Several residents in the northern Virginia region spoke out against the proposed expansions, saying that constructability will be inhibited by the impacts to residents already being affected by several projects and asking whether new generation could be an alternative.
Status of Supplemental Projects
FirstEnergy has reduced the scope of a project to upgrade equipment at its Beaver substation in the ATSI zone to replace a 345/138/13.2-kV transformer with a higher-rated unit. The original scope included replacing two existing transformers and installing two more 138/13.2-kV units. The change reduces the project cost estimate from $12.7 million to $10 million with an in-service date of March 23, 2029.
American Electric Power (AEP) presented a $185 million project to build two new 345-kV substations to accommodate 1,100 MW of new load in the New Carlisle, Ind., region expected to come online by Dec. 15, 2026. Both of the new substations would cut into the Elderberry-Dumont and Dumont-Olive Bypass 345-kV lines.
Toward Elderberry, the new Larrison Drive facility would be configured as a breaker and a half, with 16 345-kV breakers and six bus ties to the new customer for $70.4 million. The New Prairie substation would be similarly configured and cost $79.5 million.

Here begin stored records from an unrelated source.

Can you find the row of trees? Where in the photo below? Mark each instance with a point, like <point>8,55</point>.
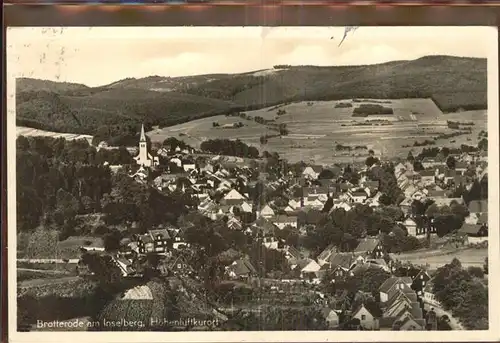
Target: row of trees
<point>230,148</point>
<point>56,180</point>
<point>345,229</point>
<point>460,291</point>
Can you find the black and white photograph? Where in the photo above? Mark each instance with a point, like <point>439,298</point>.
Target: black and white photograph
<point>286,182</point>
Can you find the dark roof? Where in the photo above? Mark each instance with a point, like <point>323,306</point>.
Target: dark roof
<point>470,229</point>
<point>372,184</point>
<point>367,245</point>
<point>427,173</point>
<point>387,322</point>
<point>436,193</point>
<point>159,232</point>
<point>242,267</point>
<point>359,194</point>
<point>478,206</point>
<point>145,239</point>
<point>316,190</point>
<point>387,285</point>
<point>450,173</point>
<point>483,218</point>
<point>294,252</point>
<point>317,168</point>
<point>359,308</point>
<point>284,219</point>
<point>250,266</point>
<point>344,260</point>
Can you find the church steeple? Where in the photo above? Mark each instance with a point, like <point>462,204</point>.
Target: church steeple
<point>143,135</point>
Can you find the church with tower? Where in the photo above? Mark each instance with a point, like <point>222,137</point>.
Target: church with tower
<point>144,158</point>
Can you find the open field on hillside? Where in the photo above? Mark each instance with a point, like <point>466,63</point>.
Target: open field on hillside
<point>317,127</point>
<point>469,257</point>
<point>27,131</point>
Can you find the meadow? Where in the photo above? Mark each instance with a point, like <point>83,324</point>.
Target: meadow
<point>468,257</point>
<point>316,127</point>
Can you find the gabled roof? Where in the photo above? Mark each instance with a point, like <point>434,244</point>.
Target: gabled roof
<point>361,307</point>
<point>483,218</point>
<point>284,219</point>
<point>435,193</point>
<point>344,260</point>
<point>478,206</point>
<point>242,267</point>
<point>427,173</point>
<point>367,245</point>
<point>267,209</point>
<point>359,194</point>
<point>471,229</point>
<point>233,195</point>
<point>163,233</point>
<point>146,239</point>
<point>303,263</point>
<point>315,168</point>
<point>390,282</point>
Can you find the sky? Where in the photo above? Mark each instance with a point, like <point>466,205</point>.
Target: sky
<point>98,56</point>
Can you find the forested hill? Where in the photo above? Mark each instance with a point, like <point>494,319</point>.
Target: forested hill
<point>453,82</point>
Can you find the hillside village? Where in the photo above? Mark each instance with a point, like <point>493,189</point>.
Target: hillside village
<point>331,234</point>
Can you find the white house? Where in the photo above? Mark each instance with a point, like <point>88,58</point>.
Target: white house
<point>312,172</point>
<point>234,195</point>
<point>267,212</point>
<point>331,318</point>
<point>358,197</point>
<point>311,267</point>
<point>366,319</point>
<point>282,221</point>
<point>411,226</point>
<point>144,158</point>
<point>189,166</point>
<point>429,296</point>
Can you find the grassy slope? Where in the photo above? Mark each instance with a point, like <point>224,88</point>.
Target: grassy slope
<point>452,82</point>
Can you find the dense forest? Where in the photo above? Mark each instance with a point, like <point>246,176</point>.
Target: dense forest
<point>229,147</point>
<point>71,108</point>
<point>59,179</point>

Five overtaxed 345-kV breakers would be replaced at the Olive substation and three new breakers would be added for $29.3 million. End work also would be required at the Sorenson, Elderberry and Dumont substations for $1.72 million for each facility. A sag study and mitigation for the Kenzie Creek-Thomson 345-kV line would cost $620,000 more.
AEP also presented a need to serve a 1,000-MW data center near Granger, Ind., which aims to come online initially with 300 MW of load in December 2027 and ramp up to its full consumption in January 2029.
PPL presented an $81 million project to build a new 230-kV switchyard to serve a 1,000-MW customer near Hazleton, Pa. The load is expected to come online in 2027 with 250 MW, growing to 1,000 MW in 2030.
The new Tresckow switchyard would be cut into the Harwood-Siegfried and Harwood-East Palmerton 230-kV lines for $8 million. The facility itself would cost $45 million and be configured as a breaker and a half with four bays and a 125-MVAr capacitor bank. Three 230-kV lead lines would stretch four miles to the customer for $28 million.